The speakers said that chemical industry provides key linkages in terms of products and technical solutions to several downstream industries like engineering, automotive, consumer durables, food processing, etc.


They were of the view that the global chemicals industry is the largest manufacturing industry in the world, with sales of $2.5 trillion in 2010.


They said that Pakistan’s industry is facing pressures from globally competitive markets. In view of these circumstances the challenges of enhancing, as well as modernizing, a National Innovation System (NIS) has become very important.


The history of industrial development proves that the highly industrialized countries like UK, France, Germany and the US, achieved their status after several centuries of continuous effort.


Japan, however, took a shorter time than the Europeans to achieve its status as an industrialized country. while other newly industrialized countries (NIC’s) of Southeast Asia, such as Singapore, Taiwan and Hong Kong, have also shown similarly remarkable progress in an even shorter time span.


Other countries like Indonesia, Malaysia and Thailand, as well as China, India and Brazil, have exhibited what is termed as miracles. Their achievements have also been spectacular and unparalleled in history.


Their leaders took strategic decisions that eventually led to the desired transformation. These countries paid special attention to the development of their NIS, which formed an important aspect of their economic structure and institutional setups, which had a positive impact on human resource development, and also enhanced and improved their systems of production, marketing and associated sub-systems. These factors formed the basis of these countries’ innovative technologies.

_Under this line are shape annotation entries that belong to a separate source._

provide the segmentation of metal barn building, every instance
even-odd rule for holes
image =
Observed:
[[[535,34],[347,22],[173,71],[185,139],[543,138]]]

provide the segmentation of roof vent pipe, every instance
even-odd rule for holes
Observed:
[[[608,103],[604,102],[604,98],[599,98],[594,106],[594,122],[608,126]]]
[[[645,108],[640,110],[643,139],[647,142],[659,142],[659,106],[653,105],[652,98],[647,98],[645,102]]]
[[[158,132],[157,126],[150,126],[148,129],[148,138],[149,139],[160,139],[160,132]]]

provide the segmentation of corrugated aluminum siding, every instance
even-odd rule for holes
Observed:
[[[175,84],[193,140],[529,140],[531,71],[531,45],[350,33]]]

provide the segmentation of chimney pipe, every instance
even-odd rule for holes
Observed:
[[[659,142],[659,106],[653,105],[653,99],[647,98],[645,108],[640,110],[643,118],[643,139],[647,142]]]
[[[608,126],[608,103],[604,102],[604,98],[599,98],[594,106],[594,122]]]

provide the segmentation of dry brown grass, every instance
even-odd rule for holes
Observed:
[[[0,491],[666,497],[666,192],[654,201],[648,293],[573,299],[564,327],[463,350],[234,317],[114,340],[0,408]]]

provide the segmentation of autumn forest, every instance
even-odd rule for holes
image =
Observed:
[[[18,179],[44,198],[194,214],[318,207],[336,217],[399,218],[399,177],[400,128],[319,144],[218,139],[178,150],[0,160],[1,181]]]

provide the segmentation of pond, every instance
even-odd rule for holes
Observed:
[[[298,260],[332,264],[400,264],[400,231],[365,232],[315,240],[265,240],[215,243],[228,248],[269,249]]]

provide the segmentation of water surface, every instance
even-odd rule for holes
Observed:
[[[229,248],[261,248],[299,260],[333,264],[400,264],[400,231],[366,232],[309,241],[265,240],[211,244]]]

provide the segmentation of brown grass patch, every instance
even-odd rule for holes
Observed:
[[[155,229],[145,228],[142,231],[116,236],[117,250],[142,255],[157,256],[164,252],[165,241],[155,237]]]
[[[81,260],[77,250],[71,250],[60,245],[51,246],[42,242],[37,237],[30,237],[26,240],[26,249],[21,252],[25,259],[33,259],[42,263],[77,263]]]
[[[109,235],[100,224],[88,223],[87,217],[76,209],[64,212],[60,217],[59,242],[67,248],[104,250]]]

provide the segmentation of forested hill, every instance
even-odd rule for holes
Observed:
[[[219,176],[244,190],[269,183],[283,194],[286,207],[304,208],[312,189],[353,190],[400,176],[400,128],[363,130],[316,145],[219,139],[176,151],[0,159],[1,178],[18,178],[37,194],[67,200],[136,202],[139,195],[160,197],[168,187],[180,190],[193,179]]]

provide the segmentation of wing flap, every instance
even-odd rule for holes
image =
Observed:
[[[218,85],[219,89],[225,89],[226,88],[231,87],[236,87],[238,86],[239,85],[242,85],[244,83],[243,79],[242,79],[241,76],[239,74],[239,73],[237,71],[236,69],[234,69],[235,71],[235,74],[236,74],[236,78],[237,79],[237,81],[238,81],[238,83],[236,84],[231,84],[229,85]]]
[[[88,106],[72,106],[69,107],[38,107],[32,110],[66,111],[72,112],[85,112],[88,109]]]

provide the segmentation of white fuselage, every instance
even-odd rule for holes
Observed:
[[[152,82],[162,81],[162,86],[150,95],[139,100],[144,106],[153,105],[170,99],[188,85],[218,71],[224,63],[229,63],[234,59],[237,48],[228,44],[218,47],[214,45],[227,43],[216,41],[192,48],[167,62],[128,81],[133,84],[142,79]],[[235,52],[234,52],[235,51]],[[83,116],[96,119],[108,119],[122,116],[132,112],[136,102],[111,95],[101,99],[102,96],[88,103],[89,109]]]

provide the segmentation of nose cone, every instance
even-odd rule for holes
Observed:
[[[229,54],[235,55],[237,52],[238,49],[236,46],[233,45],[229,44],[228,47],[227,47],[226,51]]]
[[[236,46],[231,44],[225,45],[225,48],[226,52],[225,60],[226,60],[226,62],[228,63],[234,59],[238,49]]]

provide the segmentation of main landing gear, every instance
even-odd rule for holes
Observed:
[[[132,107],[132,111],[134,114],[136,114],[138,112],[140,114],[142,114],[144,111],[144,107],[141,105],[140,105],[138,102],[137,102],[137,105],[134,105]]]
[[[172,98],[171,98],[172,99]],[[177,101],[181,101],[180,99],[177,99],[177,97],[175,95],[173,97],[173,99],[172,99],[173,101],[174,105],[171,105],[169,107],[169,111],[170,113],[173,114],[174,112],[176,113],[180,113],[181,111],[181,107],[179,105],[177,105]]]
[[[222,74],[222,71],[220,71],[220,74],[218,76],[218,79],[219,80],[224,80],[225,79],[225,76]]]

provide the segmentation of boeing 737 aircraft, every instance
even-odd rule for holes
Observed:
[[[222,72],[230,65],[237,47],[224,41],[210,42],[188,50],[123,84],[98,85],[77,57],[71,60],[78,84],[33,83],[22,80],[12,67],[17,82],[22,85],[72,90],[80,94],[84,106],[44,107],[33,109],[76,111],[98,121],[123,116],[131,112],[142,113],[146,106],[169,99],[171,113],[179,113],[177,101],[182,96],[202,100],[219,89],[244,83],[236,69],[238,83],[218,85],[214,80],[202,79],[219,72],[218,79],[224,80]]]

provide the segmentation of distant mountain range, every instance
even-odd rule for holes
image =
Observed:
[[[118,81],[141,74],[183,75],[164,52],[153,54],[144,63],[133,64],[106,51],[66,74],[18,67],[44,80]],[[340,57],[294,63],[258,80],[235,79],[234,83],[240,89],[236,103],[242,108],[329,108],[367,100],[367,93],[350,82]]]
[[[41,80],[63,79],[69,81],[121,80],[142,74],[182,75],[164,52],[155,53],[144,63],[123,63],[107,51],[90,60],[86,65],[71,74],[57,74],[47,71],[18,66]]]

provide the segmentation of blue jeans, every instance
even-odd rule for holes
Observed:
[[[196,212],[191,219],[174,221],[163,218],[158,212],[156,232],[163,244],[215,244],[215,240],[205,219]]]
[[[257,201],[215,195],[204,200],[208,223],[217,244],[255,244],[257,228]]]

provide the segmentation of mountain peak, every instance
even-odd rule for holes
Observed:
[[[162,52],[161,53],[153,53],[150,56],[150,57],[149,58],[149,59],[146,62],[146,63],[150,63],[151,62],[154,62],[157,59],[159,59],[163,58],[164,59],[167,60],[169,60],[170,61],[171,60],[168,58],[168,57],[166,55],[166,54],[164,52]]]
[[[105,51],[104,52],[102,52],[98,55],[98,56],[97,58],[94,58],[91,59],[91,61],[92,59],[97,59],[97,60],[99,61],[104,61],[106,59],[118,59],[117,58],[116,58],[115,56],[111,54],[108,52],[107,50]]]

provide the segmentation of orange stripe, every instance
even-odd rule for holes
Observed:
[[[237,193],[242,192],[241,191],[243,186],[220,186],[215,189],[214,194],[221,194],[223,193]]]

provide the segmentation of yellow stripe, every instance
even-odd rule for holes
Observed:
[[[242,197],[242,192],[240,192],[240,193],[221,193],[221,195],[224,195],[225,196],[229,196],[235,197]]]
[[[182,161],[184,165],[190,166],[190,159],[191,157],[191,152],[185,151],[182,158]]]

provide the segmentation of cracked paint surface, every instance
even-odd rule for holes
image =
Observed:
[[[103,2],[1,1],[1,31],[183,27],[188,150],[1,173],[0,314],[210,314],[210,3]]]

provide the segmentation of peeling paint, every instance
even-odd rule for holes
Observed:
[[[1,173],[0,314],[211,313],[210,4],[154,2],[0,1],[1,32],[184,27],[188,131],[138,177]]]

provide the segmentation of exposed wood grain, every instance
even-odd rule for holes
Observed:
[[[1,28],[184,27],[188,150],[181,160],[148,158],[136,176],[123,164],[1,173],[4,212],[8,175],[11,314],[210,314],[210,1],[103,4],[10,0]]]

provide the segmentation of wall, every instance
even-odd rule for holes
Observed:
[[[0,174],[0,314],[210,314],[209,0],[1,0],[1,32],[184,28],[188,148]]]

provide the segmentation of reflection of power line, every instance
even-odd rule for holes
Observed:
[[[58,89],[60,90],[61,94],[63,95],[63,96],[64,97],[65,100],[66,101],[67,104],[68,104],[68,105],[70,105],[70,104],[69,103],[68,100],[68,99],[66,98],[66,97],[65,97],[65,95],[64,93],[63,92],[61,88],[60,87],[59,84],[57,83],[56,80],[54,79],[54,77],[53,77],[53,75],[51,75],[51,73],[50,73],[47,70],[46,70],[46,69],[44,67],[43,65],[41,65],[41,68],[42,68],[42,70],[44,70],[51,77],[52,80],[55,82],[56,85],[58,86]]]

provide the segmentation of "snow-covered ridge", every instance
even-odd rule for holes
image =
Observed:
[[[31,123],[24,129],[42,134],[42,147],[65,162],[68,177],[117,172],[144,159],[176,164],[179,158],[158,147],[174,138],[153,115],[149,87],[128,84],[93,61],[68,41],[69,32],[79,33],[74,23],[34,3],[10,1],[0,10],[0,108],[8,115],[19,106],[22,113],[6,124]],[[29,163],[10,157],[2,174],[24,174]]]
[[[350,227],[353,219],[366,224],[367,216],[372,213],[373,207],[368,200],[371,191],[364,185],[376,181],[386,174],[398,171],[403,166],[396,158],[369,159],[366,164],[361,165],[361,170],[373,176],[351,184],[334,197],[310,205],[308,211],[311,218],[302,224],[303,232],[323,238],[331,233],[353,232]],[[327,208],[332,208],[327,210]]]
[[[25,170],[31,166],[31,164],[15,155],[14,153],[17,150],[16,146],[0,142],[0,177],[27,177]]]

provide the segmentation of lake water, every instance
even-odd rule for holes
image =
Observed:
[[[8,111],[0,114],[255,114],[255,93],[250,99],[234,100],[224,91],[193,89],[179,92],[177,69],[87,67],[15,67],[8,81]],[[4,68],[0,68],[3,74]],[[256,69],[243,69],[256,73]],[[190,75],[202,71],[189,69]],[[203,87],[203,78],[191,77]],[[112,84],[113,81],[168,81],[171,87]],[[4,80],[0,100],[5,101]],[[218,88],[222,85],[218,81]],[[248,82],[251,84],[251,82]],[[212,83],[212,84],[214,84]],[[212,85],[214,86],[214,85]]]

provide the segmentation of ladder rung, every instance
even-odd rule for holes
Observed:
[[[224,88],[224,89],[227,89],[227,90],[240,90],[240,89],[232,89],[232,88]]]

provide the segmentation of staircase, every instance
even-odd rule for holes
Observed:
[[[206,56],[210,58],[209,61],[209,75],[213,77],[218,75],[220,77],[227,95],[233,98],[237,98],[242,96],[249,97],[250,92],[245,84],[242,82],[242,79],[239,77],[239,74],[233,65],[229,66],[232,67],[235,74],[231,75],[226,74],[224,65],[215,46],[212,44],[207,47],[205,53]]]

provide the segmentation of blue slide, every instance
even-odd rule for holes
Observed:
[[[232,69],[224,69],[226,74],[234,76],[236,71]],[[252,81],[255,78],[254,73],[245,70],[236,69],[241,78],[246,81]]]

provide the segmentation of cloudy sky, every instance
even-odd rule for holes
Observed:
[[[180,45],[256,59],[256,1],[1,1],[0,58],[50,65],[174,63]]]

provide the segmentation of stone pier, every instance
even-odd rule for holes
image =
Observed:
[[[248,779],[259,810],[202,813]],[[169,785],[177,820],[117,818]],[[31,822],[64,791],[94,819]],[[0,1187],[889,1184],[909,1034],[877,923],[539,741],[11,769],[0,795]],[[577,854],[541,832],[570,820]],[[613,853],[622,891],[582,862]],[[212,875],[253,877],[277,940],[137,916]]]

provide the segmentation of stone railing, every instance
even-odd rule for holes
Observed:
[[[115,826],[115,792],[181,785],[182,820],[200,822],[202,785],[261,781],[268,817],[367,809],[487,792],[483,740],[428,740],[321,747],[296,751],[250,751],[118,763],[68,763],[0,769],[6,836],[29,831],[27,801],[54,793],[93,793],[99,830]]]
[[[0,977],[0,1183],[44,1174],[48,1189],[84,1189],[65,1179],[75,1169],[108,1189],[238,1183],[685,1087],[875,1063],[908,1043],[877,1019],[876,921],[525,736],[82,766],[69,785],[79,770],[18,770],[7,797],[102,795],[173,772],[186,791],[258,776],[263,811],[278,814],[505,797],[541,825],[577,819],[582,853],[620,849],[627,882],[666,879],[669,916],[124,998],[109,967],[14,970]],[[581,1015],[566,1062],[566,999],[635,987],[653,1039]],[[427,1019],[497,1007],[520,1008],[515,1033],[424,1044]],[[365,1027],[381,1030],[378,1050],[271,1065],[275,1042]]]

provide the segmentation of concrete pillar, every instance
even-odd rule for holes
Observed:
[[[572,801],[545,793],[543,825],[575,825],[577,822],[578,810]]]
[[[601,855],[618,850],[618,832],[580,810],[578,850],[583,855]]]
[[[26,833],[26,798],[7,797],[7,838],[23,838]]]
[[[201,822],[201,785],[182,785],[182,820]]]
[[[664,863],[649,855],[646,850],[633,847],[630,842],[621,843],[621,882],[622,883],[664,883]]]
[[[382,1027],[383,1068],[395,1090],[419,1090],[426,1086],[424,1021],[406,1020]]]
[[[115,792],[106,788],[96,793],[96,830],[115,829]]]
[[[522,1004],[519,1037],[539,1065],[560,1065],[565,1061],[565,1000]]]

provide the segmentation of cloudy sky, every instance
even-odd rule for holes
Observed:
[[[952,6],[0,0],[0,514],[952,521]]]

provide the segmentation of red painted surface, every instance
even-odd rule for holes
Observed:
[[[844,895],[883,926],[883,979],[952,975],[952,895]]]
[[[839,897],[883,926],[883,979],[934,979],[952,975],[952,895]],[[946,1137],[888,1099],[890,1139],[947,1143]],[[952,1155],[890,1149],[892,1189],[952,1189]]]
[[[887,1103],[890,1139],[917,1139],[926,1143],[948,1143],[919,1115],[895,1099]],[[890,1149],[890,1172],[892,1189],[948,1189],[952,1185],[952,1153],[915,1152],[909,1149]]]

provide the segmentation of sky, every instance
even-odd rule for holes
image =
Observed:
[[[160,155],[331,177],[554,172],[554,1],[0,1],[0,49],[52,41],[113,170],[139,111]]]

In Pakistan, R&D institutions, universities and industry work in isolation and are completely divorced from each other’s activities. Unfortunately, no effort has so far been made by the public or private sector to develop public- private partnership in order to integrate the activities of various sectors of economy.


Various models for the utilization of local or imported technologies for commercialization have been proposed. However, the diffusion model is considered the most appropriate first step for development, given the present situation in Pakistan. One aspect of this model is designed to facilitate learning, train the labour force to high technical standards, absorb locally developed or imported technology, and to solve production problems related to energy and productivity improvements in the chemical industry, by introducing reverse engineering techniques as a first step towards the development of a NIS


Process science and engineering technology (PS&ET) is the foundation for the development of the chemical industry. The development and application of PS&ET is rather fragmented in Pakistan at present. In order to meet the goals of “Chemical Industry Development - Vision 2030”, it is absolutely essential for Pakistan to enhance its PS&ET capabilities, as this is an important component of a NIS. The performance of various elements of this system in Pakistan have been critically examined, and a coherent strategy for the integration of available facilities has been proposed, in order to achieve the objectives of “Chemical Industry Development - Vision 2030”.